Les dispositions de la loi de 1989 s’appuient sur le principe fondamental du droit au logement. La loi du 29 juillet 1998, qui a modifié l’article 24 de la loi de 1989, dont le but est la lutte contre l’exclusion, a invité l’Etat et les collectivités publiques à participer à ce combat.

L’esprit de ces deux lois est donc de favoriser le maintient du contrat de location, chaque fois que cela est possible.

La jurisprudence a précisé que la créance de loyers d’un OPAC était une créance de droit privé pour justifier la compétence du juge judiciaire. Cette analyse ne peut que favoriser le pouvoir de ce juge d’accorder, dans tous les cas, des délais de paiement.

Le choix par le bailleur institutionnel de la comptabilité publique ne peut transformer la nature de la dette civile. L’assimilation prévue par les textes est purement formelle.

Le principe de la séparation des pouvoirs connaît des exceptions, même en cas de dettes fiscales. Nous l’avons constaté en cas de sursis exécution et de règlement amiable des dettes.

La règle de la responsabilité personnelle du comptable public n’est pas un obstacle insurmontable. Cette responsabilité ne peut jouer, me semble-t-il, en présence d’une décision de l’ordre judiciaire.

En ce sens, voir les conclusions de M.L. Piniot, Av.
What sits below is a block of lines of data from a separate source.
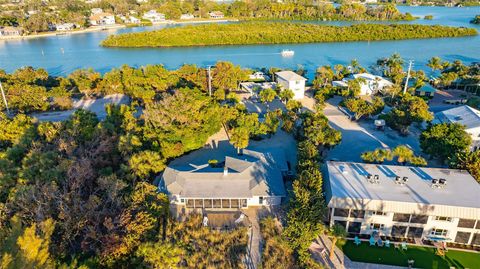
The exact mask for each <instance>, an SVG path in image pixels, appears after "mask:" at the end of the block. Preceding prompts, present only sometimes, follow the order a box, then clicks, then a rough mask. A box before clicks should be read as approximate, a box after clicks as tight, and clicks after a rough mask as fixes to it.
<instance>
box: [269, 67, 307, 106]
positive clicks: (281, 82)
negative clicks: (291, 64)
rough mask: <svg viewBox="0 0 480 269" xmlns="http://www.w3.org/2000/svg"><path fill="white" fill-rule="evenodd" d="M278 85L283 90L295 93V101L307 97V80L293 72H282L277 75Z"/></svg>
mask: <svg viewBox="0 0 480 269" xmlns="http://www.w3.org/2000/svg"><path fill="white" fill-rule="evenodd" d="M275 78H276V81H277V85H279V86H281V88H283V89H289V90H291V91H292V92H293V94H294V97H293V99H296V100H298V99H302V98H304V97H305V82H306V81H307V79H306V78H304V77H302V76H300V75H299V74H297V73H295V72H292V71H281V72H277V73H275Z"/></svg>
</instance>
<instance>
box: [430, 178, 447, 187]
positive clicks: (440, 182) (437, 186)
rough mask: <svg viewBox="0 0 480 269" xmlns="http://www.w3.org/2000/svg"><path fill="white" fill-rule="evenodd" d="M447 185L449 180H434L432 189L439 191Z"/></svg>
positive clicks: (440, 179) (435, 179) (434, 179)
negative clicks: (443, 187)
mask: <svg viewBox="0 0 480 269" xmlns="http://www.w3.org/2000/svg"><path fill="white" fill-rule="evenodd" d="M446 185H447V180H446V179H444V178H440V179H437V178H434V179H432V188H435V189H439V188H443V187H445V186H446Z"/></svg>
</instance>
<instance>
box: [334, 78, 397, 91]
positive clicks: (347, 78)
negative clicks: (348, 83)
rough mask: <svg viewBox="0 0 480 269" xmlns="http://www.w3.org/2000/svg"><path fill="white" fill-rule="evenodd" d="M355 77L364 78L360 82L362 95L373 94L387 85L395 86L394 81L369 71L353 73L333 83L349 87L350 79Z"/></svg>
mask: <svg viewBox="0 0 480 269" xmlns="http://www.w3.org/2000/svg"><path fill="white" fill-rule="evenodd" d="M353 79H363V80H364V81H363V82H361V83H360V95H372V94H374V93H377V92H379V91H382V90H383V89H385V88H387V87H391V86H393V83H392V82H390V81H388V80H386V79H384V78H382V77H380V76H375V75H372V74H369V73H360V74H352V75H350V76H348V77H346V78H344V79H342V80H340V81H333V82H332V85H333V86H336V87H348V84H347V83H348V81H350V80H353Z"/></svg>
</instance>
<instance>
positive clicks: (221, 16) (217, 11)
mask: <svg viewBox="0 0 480 269" xmlns="http://www.w3.org/2000/svg"><path fill="white" fill-rule="evenodd" d="M208 15H209V16H210V19H223V18H224V17H225V16H224V15H223V12H221V11H212V12H210V13H208Z"/></svg>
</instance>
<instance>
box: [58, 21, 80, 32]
mask: <svg viewBox="0 0 480 269" xmlns="http://www.w3.org/2000/svg"><path fill="white" fill-rule="evenodd" d="M75 27H76V26H75V24H74V23H62V24H57V25H55V29H57V31H71V30H73V29H75Z"/></svg>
Général, déjà citées, RJDA 89/98, p. 683, 2ème col. § 6, qui estime que le comptable public ne saurait engager sa responsabilité en face de la décision d’un juge quel qu’il soit(8).

Enfin, seul le juge judiciaire peut suspendre le jeu de la clause de résiliation pendant un temps qu’il détermine, sous certaines conditions et permettre ainsi, le cas échéant, le sauvetage du contrat de location, l’expulsion étant ainsi évitée.

Le trésorier peut, bien sûr, lui aussi accorder des délais de grâce, mais sans jamais redonner vie au bail.

Les délais de paiement avec, à la clé, le maintien de la location, apparaît comme un moyen efficace d’obtenir le paiement de la dette par le preneur.

En somme, si le locataire saisit la chance qui lui est offerte, tout le monde y gagnera, y compris le trésorier et l’OPAC.

Ces diverses raisons m’incitent à donner une réponse positive à la question posée par le juge d’instance de Villeurbanne.

CONCLUSION

Je propose un projet avec un avis favorable. J’ai aussi prévu un projet disant n’y avoir lieu à avis en raison de l’absence de nouveauté de la question.

 

1. Cf. Jurifrance Com, dossier SDE, chemise : jurisprudence du Conseil constitutionnel et du Tribunal des conflits
2.
Dossier SDE, chemise Jurisprudence, Cour de cassation
3.
Pour les entreprises en difficulté : Loi du 1er mars 1984.
4.
Au dossier du SDE, chemise : comptabilité publique textes, principes (doctrine)
5.
Au dossier du SDE, chemise : "Com., 16 juin 1998. Bull. n°193"
6.
Au dossier SDE, Chemise "Doctrine".
7.
Au dossier SDE - chemise "Jurisprudence CA"
8.
Au dossier du SDE. Chemise "Com., 16 juin 1998. B. 193".